Dishcraft: The Journey To Automating Restaurant Kitchens


Believe it or not, a lot of restaurants, be they big or small are facing a shortage of dishwashers and it’s not hard to figure out why: it’s really… not the best job out there. In addition to being tedious work that leaves your back and arms extremely sore, it also doesn’t pay very well. 

Even so, the food service industry has seen quite the boom in the past decade: food service jobs have increased by 43% and 1.8 million jobs are expected to be added to that roster in the next 10 years.

In spite of this growth, there’s not a lot of people lining up to grab dishwasher jobs. While teenagers might fill up their pockets with change working part time washing dishes in small town restaurants, that is not the case with bigger places where the plates stack up sky-high and seem never-ending. 

Now, in an age that reaps the benefits of technology, we have to turn to machines to deal with the labor shortages the humans are not interested in covering. 

That’s why Dishcraft decided to create an AI-powered dishwashing system that can deal with kitchens with a high turnover.  

Dishcraft raised about $25 million to date from investors like Baseline Ventures, First Round Capital, and Lemnos. 

One of my first jobs was as a dishwasher, so I’ve seen first-hand how outdated and inefficient dishrooms are today and how important they are to the overall operations in a kitchen,” Steve Anderson, Baseline Ventures founder said in a press release. “Dishcraft is bringing entirely new thinking, technology, and processes to tackle this problem, and it is long overdue.”

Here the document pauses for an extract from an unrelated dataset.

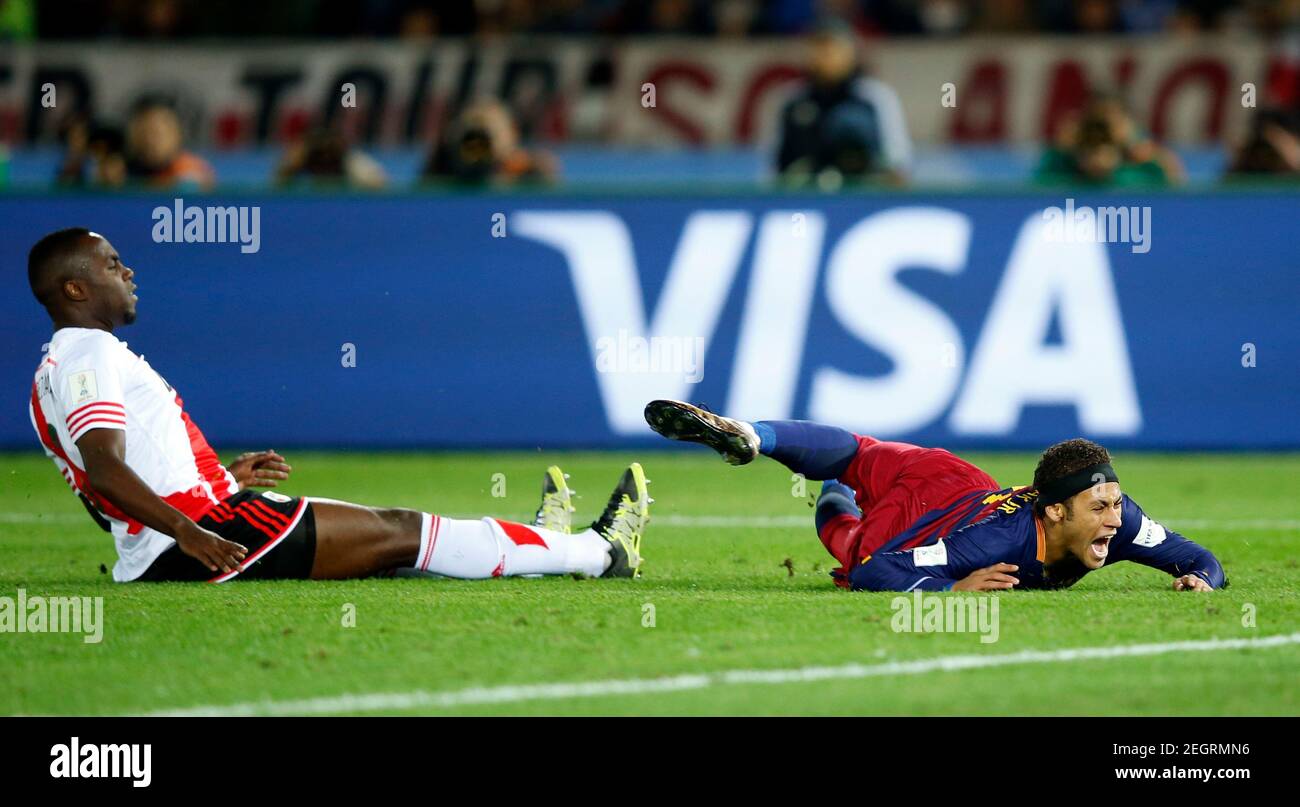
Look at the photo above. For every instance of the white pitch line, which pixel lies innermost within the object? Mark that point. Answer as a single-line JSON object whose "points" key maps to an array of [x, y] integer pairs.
{"points": [[640, 686]]}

All the employees have to do is drop the dirty dishes into stacks that are loaded into the beast of a system. They can add about 90 plates at a time. The machine then uses a vision-based AI system to inspect them for cleanliness and will wash them again if it notices that any food remnants are left anywhere. 

The machine only uses cold water to clean the dishes, no chemicals involved, which means that water can be recycled. 

Once it decides that the plates are as clean as they can be, the machine will exit them on a dishrack. 

However, the system only cleans dishware. It won’t cleanup glasses or any silverware. It also doesn’t’ sanitize them – that’s something the kitchens will have to do with their existing machines. 

The system can be installed on-site or the kitchens can opt for a “dishes as service” option. This option provides the kitchen with enough dishware for two days worth of service and will subsequently come and pick up the dirty ones and wash them off-site. 

For the time being, the dishwashing robot is still undergoing a pilot program, so pricing has not yet been disclosed but it’s enough to look at it and get an idea how many zeroes will come attached to its price tag.